In un prossimo futuro (tristissimo e inquietante) gli esseri umani interagiscono con il mondo esterno con dei veri e propri Avatar androidi (niente a che vedere con quelli di James Cameron di prossima uscita); comandandoli tranquillamente dalle proprie abitazioni, grazie ad imput sensoriali. In questa sorta di Second Life, il crimine è calato dell’95%, l’amore è fatto attraverso scariche elettriche, il lavoro (qualsiasi) non è più motivo di stress e anche le guerre vengono combattute tra sembionti meccanici. Ma questo mondo perfetto viene scovolto da una serie di omicidi “veri” non casuali (tra cui il figlio dell’inventore dei replicanti), che impongono all’agente Peters (Bruce Willis) di tornare ad indagare nel mondo reale. Il problema che in una società di maschere di chi ci si può fidare, quando quello che ti circonda è fittizio?
Concentrato della graphic novel “The Surrogates” di Robert Venditti e Brett Wendele, il film di Jonathan Mostow è un surrogato di molta fantascienza anni ’80 e ’90 (ma anche molto più retrò) al quale manca quel non so che per elevarsi ad un capolovoro di genere. (GUARDA IL TRAILER)
Infatti, pur essendo avvicente e pieno di tematiche etiche (su tutte l’uso indiscriminato della biogentica), resta ingabbiato in certe approssimazioni da film di serie B. Merito (o demerito) di una trama abbastanza lineare che non si perde in lungaggini di sorta, andando diritto alla concretezza.
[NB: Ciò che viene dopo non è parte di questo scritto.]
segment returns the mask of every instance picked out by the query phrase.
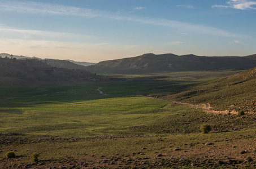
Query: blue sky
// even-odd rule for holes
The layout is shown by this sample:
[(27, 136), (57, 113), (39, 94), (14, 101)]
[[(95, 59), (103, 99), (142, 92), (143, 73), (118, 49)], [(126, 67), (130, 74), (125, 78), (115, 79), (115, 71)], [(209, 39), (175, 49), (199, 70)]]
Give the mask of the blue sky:
[(1, 52), (98, 62), (256, 54), (256, 0), (0, 0)]

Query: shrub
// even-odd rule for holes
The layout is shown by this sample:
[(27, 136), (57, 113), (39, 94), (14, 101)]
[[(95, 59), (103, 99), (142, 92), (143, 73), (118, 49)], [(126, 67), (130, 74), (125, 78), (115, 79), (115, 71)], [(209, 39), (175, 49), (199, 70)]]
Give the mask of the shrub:
[(39, 154), (34, 153), (33, 154), (33, 161), (38, 162), (38, 161)]
[(209, 133), (211, 130), (211, 126), (210, 126), (209, 124), (204, 124), (201, 126), (200, 130), (203, 134), (207, 134)]
[(15, 157), (15, 153), (14, 152), (8, 152), (5, 154), (7, 158), (11, 158)]
[(245, 115), (245, 112), (244, 110), (240, 110), (238, 112), (238, 114), (237, 114), (238, 116), (241, 116)]

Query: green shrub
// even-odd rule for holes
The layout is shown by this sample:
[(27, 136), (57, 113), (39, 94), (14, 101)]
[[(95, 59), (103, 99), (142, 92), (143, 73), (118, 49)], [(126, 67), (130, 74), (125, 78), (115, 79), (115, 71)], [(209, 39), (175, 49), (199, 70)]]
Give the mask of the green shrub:
[(238, 112), (238, 114), (237, 114), (238, 116), (241, 116), (245, 115), (245, 112), (244, 110), (240, 110)]
[(8, 152), (5, 154), (7, 158), (11, 158), (15, 157), (15, 153), (14, 152)]
[(211, 126), (207, 124), (204, 124), (201, 126), (200, 130), (203, 134), (209, 133), (211, 130)]
[(39, 154), (34, 153), (33, 154), (33, 162), (38, 162), (38, 161)]

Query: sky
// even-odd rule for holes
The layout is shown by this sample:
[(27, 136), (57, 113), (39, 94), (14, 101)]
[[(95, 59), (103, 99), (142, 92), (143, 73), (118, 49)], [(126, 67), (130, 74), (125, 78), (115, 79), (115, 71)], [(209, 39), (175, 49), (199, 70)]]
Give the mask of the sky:
[(256, 54), (256, 0), (0, 0), (0, 53), (98, 63)]

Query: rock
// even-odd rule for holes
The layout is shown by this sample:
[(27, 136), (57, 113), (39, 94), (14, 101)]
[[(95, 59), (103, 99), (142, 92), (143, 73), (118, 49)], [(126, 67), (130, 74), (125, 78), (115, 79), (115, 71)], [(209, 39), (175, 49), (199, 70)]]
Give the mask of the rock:
[(211, 142), (209, 142), (209, 143), (205, 144), (205, 145), (213, 145), (213, 144), (213, 144), (212, 143), (211, 143)]
[(237, 163), (236, 161), (232, 159), (228, 159), (228, 161), (226, 161), (226, 163), (229, 164), (235, 164)]
[(107, 163), (108, 162), (109, 162), (109, 161), (108, 161), (107, 159), (104, 159), (104, 160), (103, 161), (103, 163)]
[(222, 164), (224, 164), (225, 163), (224, 162), (223, 162), (222, 161), (219, 161), (218, 162), (218, 163), (219, 163), (219, 164), (220, 165), (222, 165)]

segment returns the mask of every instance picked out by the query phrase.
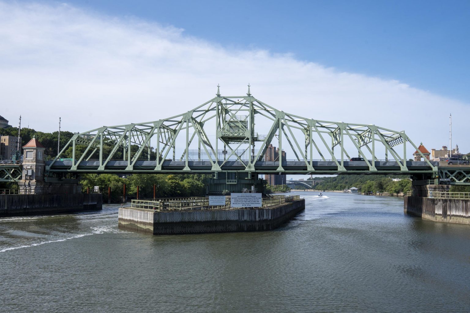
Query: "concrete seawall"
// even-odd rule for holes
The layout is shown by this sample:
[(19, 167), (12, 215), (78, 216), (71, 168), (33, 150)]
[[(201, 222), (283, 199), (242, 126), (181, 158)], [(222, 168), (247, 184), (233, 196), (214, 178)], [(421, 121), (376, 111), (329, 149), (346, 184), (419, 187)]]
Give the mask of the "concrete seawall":
[(305, 209), (305, 200), (261, 209), (157, 211), (119, 209), (119, 228), (154, 235), (268, 230)]
[(403, 211), (435, 221), (470, 224), (470, 200), (405, 197)]
[(0, 217), (101, 210), (101, 193), (1, 195)]

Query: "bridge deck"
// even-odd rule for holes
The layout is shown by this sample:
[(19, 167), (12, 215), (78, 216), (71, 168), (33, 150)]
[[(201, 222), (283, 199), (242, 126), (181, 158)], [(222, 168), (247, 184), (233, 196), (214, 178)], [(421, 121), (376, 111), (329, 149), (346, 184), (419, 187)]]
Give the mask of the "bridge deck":
[[(247, 162), (247, 161), (246, 162)], [(244, 163), (246, 163), (244, 162)], [(338, 162), (341, 164), (341, 160)], [(51, 161), (47, 162), (47, 166)], [(219, 164), (223, 171), (244, 171), (245, 165), (239, 160), (229, 160), (223, 165), (223, 161), (219, 161)], [(435, 166), (438, 162), (431, 162)], [(375, 166), (377, 171), (370, 170), (367, 163), (365, 161), (345, 161), (344, 166), (346, 171), (350, 174), (404, 174), (410, 173), (432, 173), (433, 168), (426, 162), (407, 161), (407, 172), (402, 170), (400, 164), (396, 161), (376, 161)], [(133, 169), (128, 168), (127, 161), (110, 161), (104, 170), (99, 170), (100, 161), (99, 160), (82, 161), (76, 170), (72, 170), (72, 161), (69, 160), (56, 161), (50, 168), (47, 168), (53, 172), (67, 172), (70, 173), (187, 173), (194, 172), (197, 173), (210, 174), (214, 171), (212, 170), (212, 165), (210, 161), (189, 161), (188, 166), (190, 171), (184, 170), (186, 165), (185, 161), (173, 161), (167, 160), (164, 162), (161, 170), (156, 170), (157, 166), (156, 161), (138, 160), (135, 162)], [(338, 173), (345, 173), (338, 170), (336, 163), (333, 160), (313, 161), (313, 166), (314, 171), (308, 170), (307, 165), (303, 161), (286, 160), (282, 162), (284, 172), (288, 174), (306, 174), (310, 173), (318, 174), (332, 174)], [(278, 161), (258, 161), (255, 164), (255, 170), (258, 174), (277, 173), (279, 166)]]

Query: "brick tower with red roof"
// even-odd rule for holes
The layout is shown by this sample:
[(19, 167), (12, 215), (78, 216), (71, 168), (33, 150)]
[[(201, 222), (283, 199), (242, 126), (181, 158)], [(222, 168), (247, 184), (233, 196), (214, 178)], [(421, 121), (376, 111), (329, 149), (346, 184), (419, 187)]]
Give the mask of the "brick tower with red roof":
[(418, 150), (419, 150), (419, 152), (423, 153), (425, 158), (429, 160), (429, 156), (431, 155), (431, 153), (428, 151), (428, 149), (423, 145), (423, 143), (422, 142), (420, 144), (419, 146), (418, 147), (418, 150), (415, 151), (415, 153), (413, 154), (413, 156), (415, 157), (415, 161), (421, 161), (421, 159), (423, 158), (421, 156), (421, 153), (419, 153)]
[(43, 193), (45, 150), (36, 136), (23, 146), (23, 174), (18, 183), (20, 193)]

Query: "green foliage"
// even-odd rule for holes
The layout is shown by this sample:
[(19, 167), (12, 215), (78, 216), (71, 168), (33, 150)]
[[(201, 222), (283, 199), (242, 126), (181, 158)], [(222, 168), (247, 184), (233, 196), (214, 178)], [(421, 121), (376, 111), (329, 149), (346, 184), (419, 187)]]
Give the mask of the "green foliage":
[[(103, 194), (105, 201), (108, 199), (108, 187), (111, 187), (111, 200), (119, 202), (122, 197), (124, 184), (126, 184), (126, 193), (130, 198), (137, 196), (139, 186), (139, 198), (141, 199), (153, 198), (153, 185), (155, 185), (155, 197), (157, 198), (177, 197), (203, 197), (205, 195), (206, 175), (167, 175), (165, 174), (133, 174), (127, 178), (114, 174), (84, 174), (80, 183), (82, 190), (90, 191), (98, 186)], [(182, 180), (181, 180), (182, 179)]]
La scelta registica permette di non incappare in errori di sorta (sottotrame di difficili comprensioni), ma che impongono però di non approndire le motivazioni che spingono tutti i protagonisti (e non) a fare quello che fanno. Così il risultato resta un po’ incolore e senz’anima proprio come i Surrogati della vicenda.
Intelligente invece la scelta di non eccedere in effetti speciali mozzafiato, affidandosi invece a soluzioni semplici ma molto efficaci (i Surrogati di ognuno sembrano dei bambolotti pulitini e bellocci, interpretati tra l’altro dagli stessi attori). Magari siamo davanti ad un prodotto indietro nel tempo, lontano dai canoni dal cinema ci ha abbituato negli ultimi anni (la mancaza di quella giusta dose di cattiveria che convergere nel tropppo rassicurante finale), ma che resta, ad ogni modo, abbastanza gobile per i suoi stringati noventasei minuti.